7. The manufacturing method of claim 6, further comprising, after forming intermediate metal blocks: forming a fourth insulation layer on the second insulation layer; forming a plurality of third contact holes by selectively etching the fourth insulation layer; forming a plurality of third trenches in the fourth insulation layer; and forming metal blocks by filling the third contact holes and the third trenches with a conductive material.

8. The manufacturing method of claim 6, wherein: forming the lower metal line, comprises forming the lower metal line by depositing a copper metal layer on the first insulation layer and filling the first trench, and planarizing the copper metal layer; forming the intermediate metal blocks comprises forming the intermediate metal blocks by depositing a copper metal layer on the second insulation layer and filling the plurality of first contact holes and the plurality of second trenches, and planarizing the copper metal layer; forming the upper metal blocks comprises forming the upper metal blocks by depositing a copper metal layer on the third insulation layer and filling the plurality of second contact holes and the common trench, and planarizing the copper metal layer.

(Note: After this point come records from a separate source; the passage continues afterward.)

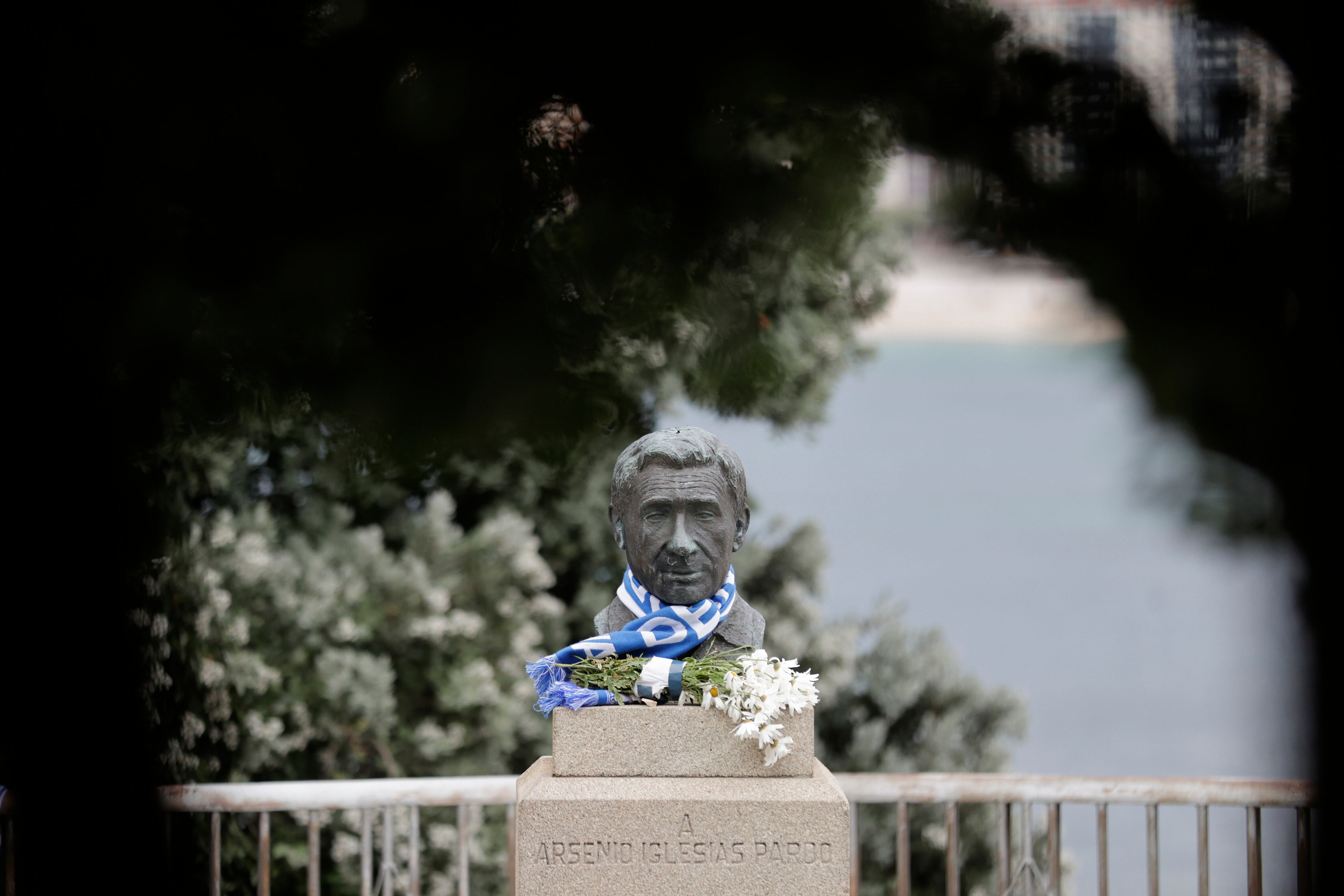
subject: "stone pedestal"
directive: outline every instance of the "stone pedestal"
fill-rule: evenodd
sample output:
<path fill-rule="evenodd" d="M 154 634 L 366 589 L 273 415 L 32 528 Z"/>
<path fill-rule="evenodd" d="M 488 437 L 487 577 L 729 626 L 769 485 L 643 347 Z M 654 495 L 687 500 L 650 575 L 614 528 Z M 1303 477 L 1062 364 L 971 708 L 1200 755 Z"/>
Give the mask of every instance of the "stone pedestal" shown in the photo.
<path fill-rule="evenodd" d="M 517 782 L 519 896 L 844 896 L 849 803 L 812 756 L 810 712 L 790 727 L 806 766 L 781 775 L 794 756 L 765 768 L 720 712 L 556 709 L 555 758 Z M 629 758 L 640 751 L 669 774 Z"/>

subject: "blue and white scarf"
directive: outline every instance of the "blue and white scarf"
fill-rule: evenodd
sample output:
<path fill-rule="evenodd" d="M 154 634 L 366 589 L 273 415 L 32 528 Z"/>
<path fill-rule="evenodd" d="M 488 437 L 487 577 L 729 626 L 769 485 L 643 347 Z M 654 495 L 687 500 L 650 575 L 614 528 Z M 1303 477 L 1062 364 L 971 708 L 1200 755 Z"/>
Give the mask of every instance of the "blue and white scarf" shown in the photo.
<path fill-rule="evenodd" d="M 543 716 L 550 716 L 556 707 L 578 709 L 621 703 L 621 697 L 612 690 L 590 690 L 570 682 L 570 673 L 564 666 L 581 660 L 653 657 L 636 684 L 636 696 L 656 697 L 667 688 L 669 697 L 679 697 L 683 664 L 675 657 L 691 653 L 714 634 L 732 610 L 738 586 L 732 567 L 728 567 L 728 578 L 718 591 L 696 604 L 683 607 L 659 600 L 626 567 L 616 596 L 634 614 L 634 619 L 624 629 L 585 638 L 527 664 L 527 674 L 532 677 L 539 697 L 535 709 Z"/>

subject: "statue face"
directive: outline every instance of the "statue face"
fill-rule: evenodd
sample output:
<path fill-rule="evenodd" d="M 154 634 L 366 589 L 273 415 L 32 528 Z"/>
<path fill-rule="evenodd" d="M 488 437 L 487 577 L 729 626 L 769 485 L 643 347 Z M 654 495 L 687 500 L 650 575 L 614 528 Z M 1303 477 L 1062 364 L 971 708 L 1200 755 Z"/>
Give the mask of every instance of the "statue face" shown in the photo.
<path fill-rule="evenodd" d="M 751 523 L 750 509 L 735 512 L 718 465 L 650 463 L 632 486 L 628 506 L 609 514 L 634 576 L 664 603 L 688 606 L 718 591 Z"/>

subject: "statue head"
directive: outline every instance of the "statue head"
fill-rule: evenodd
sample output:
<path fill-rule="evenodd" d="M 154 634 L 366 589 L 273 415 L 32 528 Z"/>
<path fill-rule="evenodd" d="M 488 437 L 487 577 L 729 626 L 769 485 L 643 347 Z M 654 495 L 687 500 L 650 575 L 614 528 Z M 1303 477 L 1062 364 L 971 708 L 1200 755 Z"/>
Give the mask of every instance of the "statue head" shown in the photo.
<path fill-rule="evenodd" d="M 703 600 L 751 523 L 742 461 L 695 426 L 649 433 L 616 459 L 607 516 L 644 587 L 664 603 Z"/>

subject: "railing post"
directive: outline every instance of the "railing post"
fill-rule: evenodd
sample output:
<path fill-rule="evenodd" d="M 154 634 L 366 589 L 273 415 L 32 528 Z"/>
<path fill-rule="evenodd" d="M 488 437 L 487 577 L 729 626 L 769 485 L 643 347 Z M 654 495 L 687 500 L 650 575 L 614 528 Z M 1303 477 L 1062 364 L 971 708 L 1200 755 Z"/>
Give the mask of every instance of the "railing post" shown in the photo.
<path fill-rule="evenodd" d="M 1199 838 L 1199 896 L 1208 896 L 1208 806 L 1195 806 L 1195 829 Z"/>
<path fill-rule="evenodd" d="M 1159 896 L 1157 803 L 1148 803 L 1148 896 Z"/>
<path fill-rule="evenodd" d="M 1312 896 L 1312 810 L 1297 810 L 1297 896 Z"/>
<path fill-rule="evenodd" d="M 910 805 L 896 803 L 896 896 L 910 896 Z"/>
<path fill-rule="evenodd" d="M 1012 880 L 1012 850 L 1008 849 L 1008 803 L 995 805 L 995 877 L 997 877 L 996 896 L 1008 892 L 1008 881 Z"/>
<path fill-rule="evenodd" d="M 1032 862 L 1036 861 L 1036 856 L 1031 849 L 1031 840 L 1032 840 L 1031 834 L 1032 834 L 1031 803 L 1023 802 L 1021 803 L 1021 864 L 1023 864 L 1021 885 L 1023 885 L 1023 893 L 1025 896 L 1032 896 L 1034 892 L 1031 884 L 1031 868 L 1034 868 Z"/>
<path fill-rule="evenodd" d="M 374 896 L 374 814 L 359 810 L 359 896 Z"/>
<path fill-rule="evenodd" d="M 948 803 L 948 896 L 961 896 L 961 856 L 957 845 L 957 803 Z"/>
<path fill-rule="evenodd" d="M 859 896 L 859 879 L 863 864 L 859 861 L 859 803 L 849 801 L 849 896 Z"/>
<path fill-rule="evenodd" d="M 406 876 L 411 879 L 411 896 L 419 896 L 419 806 L 411 806 L 411 826 L 406 838 L 411 848 L 406 858 Z"/>
<path fill-rule="evenodd" d="M 469 896 L 470 865 L 472 865 L 472 838 L 468 825 L 470 823 L 470 810 L 466 803 L 457 803 L 457 896 Z"/>
<path fill-rule="evenodd" d="M 1246 807 L 1246 893 L 1261 896 L 1265 891 L 1261 879 L 1259 850 L 1259 806 Z"/>
<path fill-rule="evenodd" d="M 323 896 L 323 834 L 317 810 L 308 810 L 308 896 Z"/>
<path fill-rule="evenodd" d="M 392 807 L 383 807 L 383 861 L 378 869 L 379 896 L 392 896 L 396 891 L 396 853 L 394 852 Z"/>
<path fill-rule="evenodd" d="M 210 813 L 210 896 L 219 896 L 219 813 Z"/>
<path fill-rule="evenodd" d="M 504 811 L 504 825 L 508 827 L 508 896 L 515 896 L 517 893 L 517 803 L 508 805 Z"/>
<path fill-rule="evenodd" d="M 257 896 L 270 896 L 270 813 L 257 813 Z"/>
<path fill-rule="evenodd" d="M 1109 846 L 1106 803 L 1097 803 L 1097 896 L 1109 896 L 1110 893 L 1110 862 L 1106 854 Z"/>
<path fill-rule="evenodd" d="M 1050 803 L 1046 813 L 1047 844 L 1050 848 L 1050 896 L 1060 896 L 1059 892 L 1059 803 Z"/>

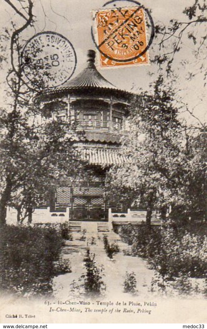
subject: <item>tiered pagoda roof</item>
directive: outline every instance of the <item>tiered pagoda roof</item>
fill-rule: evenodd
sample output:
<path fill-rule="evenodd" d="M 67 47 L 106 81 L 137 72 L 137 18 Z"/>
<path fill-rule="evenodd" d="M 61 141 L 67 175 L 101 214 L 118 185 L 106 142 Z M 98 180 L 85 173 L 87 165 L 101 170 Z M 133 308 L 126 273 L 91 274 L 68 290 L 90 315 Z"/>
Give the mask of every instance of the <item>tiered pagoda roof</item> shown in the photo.
<path fill-rule="evenodd" d="M 85 87 L 97 87 L 117 89 L 113 85 L 101 75 L 95 65 L 95 52 L 94 50 L 88 52 L 88 64 L 75 78 L 66 81 L 57 87 L 56 89 L 82 88 Z"/>

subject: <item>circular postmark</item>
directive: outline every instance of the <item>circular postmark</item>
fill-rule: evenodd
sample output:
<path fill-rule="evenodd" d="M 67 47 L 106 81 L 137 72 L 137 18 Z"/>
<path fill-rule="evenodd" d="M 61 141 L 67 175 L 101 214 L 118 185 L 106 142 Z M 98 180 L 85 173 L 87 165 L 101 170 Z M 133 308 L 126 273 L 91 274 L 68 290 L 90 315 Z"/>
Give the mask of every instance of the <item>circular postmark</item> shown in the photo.
<path fill-rule="evenodd" d="M 54 32 L 43 32 L 24 45 L 21 64 L 25 78 L 35 89 L 57 87 L 73 75 L 77 63 L 72 45 Z"/>
<path fill-rule="evenodd" d="M 123 1 L 131 3 L 130 7 L 120 6 Z M 112 4 L 114 8 L 107 9 Z M 96 32 L 91 27 L 92 38 L 101 58 L 117 65 L 144 61 L 144 57 L 148 60 L 146 53 L 154 36 L 154 25 L 149 10 L 140 3 L 112 0 L 94 13 L 93 19 Z"/>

9. The manufacturing method of claim 6, further comprising: before forming the lower metal line, forming a barrier metal on the first insulation layer filling the first trench and selectively etching barrier metal formed directly on a bottom surface of the first trench; before forming the intermediate metal blocks, forming a barrier metal on the second insulation layer, filling the plurality of first contact holes and the plurality of second trenches, selectively etching barrier metal formed directly on a bottom surface of the plurality of first contact holes and the plurality of second trenches; and before forming the upper metal block, forming a barrier metal on the third insulation layer, filling the plurality of second contact holes and the common trench, and selectively etching barrier metal formed directly on a bottom surface of the plurality of second contact holes and the common trench.

10. A semiconductor device comprising a substrate and an inductor formed above the substrate, wherein: the inductor comprises a plurality of metal plugs and metal blocks; and the inductor is formed to have a vertical spiral profile.

11. The semiconductor device of claim 10, wherein the inductor comprises a lower conductive portion, first, second, and third conductive column portions, and an upper conductive portion, and wherein the first and second conductive column portions are connected with the lower conductive portion, and the third conductive column portion is connected with one of the first and second conductive portions by the upper conductive portion at a vertical position higher than the lower conductive portion.

12. The semiconductor device of claim 11, wherein the first, second, and third conductive column portions, the lower conductive portion, and the upper conductive portion are on a same plane with respect to at least one vertical cross-sectional plane.

13. The semiconductor device of claim 11, wherein at least one of the first, second, and third conductive column portions comprises at least one metal plug and at least one horizontal metal block.

14. The semiconductor device of claim 13, wherein the at least one metal plug and the at least one horizontal metal block comprises a plurality of metal plugs and a plurality of horizontal metal blocks that are alternately arranged.